Do sarcasmo de Machado com o pedantismo bacharelesco, Miguel Matos pinça ainda o conto "Uma por Outra". Nele um pai convence seu filho a mudar de carreira: “A advocacia e a magistratura eram bonitas carreiras, não contando que a Câmara dos Deputados e o Senado estavam cheios de juristas”. Bem como, “todos os presidentes de província”. Por isso, na comparação com a engenharia do filho, o direito “era muito mais certo, brilhante e lucrativo”.
De “O Cruzeiro”, Matos recupera crônica em que Machado ironiza a possibilidade de vir a ser oferecido jantar aos jurados. Já sabia que não há almoço - nem jantar - grátis. Primeiro compara o evento que aconteceria nos tribunais com aquele que se dá na política: “Não há incompatibilidade entre o voto e o prato de lentilhas”.

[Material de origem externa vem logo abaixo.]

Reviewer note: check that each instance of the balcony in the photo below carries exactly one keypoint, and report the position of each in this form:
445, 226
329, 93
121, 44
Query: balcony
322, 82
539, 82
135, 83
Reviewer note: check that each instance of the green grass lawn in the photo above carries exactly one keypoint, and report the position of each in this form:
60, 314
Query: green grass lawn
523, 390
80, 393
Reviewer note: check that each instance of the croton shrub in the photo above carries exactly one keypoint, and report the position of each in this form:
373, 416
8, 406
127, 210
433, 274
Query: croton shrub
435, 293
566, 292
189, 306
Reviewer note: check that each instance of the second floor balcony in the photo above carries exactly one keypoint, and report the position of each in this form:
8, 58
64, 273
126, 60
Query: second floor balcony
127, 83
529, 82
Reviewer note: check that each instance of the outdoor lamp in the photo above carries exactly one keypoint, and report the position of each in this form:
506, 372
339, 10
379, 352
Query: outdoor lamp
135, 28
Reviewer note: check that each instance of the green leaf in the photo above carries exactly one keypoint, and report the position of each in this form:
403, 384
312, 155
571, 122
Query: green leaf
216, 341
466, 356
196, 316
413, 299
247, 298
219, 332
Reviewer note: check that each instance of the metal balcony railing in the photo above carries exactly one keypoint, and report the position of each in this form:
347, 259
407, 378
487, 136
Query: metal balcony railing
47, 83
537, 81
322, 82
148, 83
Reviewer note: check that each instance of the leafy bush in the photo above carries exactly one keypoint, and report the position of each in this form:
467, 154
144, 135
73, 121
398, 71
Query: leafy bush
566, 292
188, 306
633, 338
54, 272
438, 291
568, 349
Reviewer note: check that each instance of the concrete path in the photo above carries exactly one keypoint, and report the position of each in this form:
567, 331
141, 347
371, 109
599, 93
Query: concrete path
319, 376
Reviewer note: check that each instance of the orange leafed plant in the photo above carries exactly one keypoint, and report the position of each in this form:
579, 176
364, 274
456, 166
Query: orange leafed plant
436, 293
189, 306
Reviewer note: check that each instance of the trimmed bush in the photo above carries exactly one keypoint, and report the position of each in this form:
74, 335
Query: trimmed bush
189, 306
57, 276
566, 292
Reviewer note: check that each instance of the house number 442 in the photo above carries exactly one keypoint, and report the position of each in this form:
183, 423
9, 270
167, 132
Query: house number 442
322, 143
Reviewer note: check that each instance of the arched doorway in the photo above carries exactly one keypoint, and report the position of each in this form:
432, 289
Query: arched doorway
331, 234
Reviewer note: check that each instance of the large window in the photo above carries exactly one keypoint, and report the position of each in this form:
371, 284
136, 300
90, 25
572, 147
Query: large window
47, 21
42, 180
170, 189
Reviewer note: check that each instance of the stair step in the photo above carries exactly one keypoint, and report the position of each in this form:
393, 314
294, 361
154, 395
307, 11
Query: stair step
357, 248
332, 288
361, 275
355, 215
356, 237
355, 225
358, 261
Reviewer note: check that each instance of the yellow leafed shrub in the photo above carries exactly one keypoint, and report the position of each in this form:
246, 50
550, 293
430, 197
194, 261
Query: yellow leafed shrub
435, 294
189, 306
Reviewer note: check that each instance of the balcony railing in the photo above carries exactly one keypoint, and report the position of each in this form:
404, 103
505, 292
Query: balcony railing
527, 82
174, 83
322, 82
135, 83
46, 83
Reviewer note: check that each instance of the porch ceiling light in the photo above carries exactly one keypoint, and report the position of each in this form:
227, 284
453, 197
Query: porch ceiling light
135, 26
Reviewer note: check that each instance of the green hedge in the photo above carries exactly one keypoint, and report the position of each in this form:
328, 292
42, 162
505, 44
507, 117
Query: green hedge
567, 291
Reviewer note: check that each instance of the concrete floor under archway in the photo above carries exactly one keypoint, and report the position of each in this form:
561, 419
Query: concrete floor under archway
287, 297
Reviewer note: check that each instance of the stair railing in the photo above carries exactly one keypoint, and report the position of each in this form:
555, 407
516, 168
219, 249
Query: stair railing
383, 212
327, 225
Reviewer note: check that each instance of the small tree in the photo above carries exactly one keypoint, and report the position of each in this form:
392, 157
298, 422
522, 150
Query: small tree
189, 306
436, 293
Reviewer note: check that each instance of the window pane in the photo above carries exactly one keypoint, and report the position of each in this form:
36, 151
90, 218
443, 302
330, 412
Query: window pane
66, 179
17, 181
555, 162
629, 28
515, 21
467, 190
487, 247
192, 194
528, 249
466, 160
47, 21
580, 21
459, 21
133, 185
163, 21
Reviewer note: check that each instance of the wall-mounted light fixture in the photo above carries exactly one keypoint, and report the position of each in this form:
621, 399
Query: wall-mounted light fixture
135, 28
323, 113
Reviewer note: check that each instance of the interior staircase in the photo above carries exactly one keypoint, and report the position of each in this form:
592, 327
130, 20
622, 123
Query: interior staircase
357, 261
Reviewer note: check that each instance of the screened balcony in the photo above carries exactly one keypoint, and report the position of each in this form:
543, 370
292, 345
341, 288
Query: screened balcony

Depois passa ao júri. Como na absolvição dos réus a municipalidade paga as custas do processo, vaticina: “A primeira e inevitável consequência do jantar aos jurados seria a condenação de todos os réus, não porque o quilo implique severidade, mas porque induz à gratidão”.
E, finalmente, advoga as vantagens do jejum: “A satisfação da carne torce a condição humana, igualando-a à das bestas; ao passo que a privação amortece a condição bestial e apura a outra”.
Matos também pinça nas crônicas o vezo do bacharelismo em enaltecer usos e costumes estrangeiros em detrimento dos nacionais. Da “Gazeta de Notícias”, o livro recolhe uma crônica em que Machado, depois de fazer alusão a uma contenda acirrada entre dois parlamentares, atalha: “Muito melhor fazer brigar os galos do que brigarem as próprias pessoas umas com as outras, escorrendo sangue das ventas humanas, sem divertimento para ninguém”. E conclui: “Enquanto não chegam outros usos da Inglaterra, vamos fazendo uso do galo e suas campanhas. Antes o galo que nada”.
Matos vai buscar no uso dos “embargos de terceiro” em “A mão e a Luva", para se referir à entrada de um terceiro num casal, o que ele considera ser a chave jurídica para o veredito de culpada para a Capitu de “Dom Casmurro”, uma das grandes pendengas literárias da história.
Mais relevante que o veredito é a anotação, em nota de pé de página, dando conta que apenas na mudança do Código Penal de 2005 foi suprimido o artigo que tipificava o crime do adultério. Ou a referência, também marginal, de que a tese da legítima defesa da honra só foi considerada inconstitucional pelo Supremo em 2021.
Como Miguel Matos pouco se importa com os cânones do jornalismo, deixou o lead para o fim. Ele encerra o livro com um conto de sua própria lavra, denominado “Um Ponto”. A história é ambientada numa redação. O diretor do matutino resolvera comprar uma nova rotativa. E eis que surge um embate sobre o foro de resolução das pendengas no negócio.
A solução, vinda de fonte anônima, apareceu num parecer deixado na sala de reunião. De tão fundamentado e fluente até sobre direito internacional, não se sabia a quem seria possível atribuí-lo. Um faxineiro disse que Joaquim, um dos redatores, havia virado noites no setor de brochuras jurídicas da biblioteca. A humildade do redator retirava a credibilidade da versão, mas o diretor mandou buscar Joaquim em casa. E eis que o emissário descobre, atrás de uma porta, o diploma emoldurado de bacharel.
Para o bem da literatura, Miguel Matos só entregou o canudo a Joaquim Maria Machado de Assis 113 anos depois de sua morte.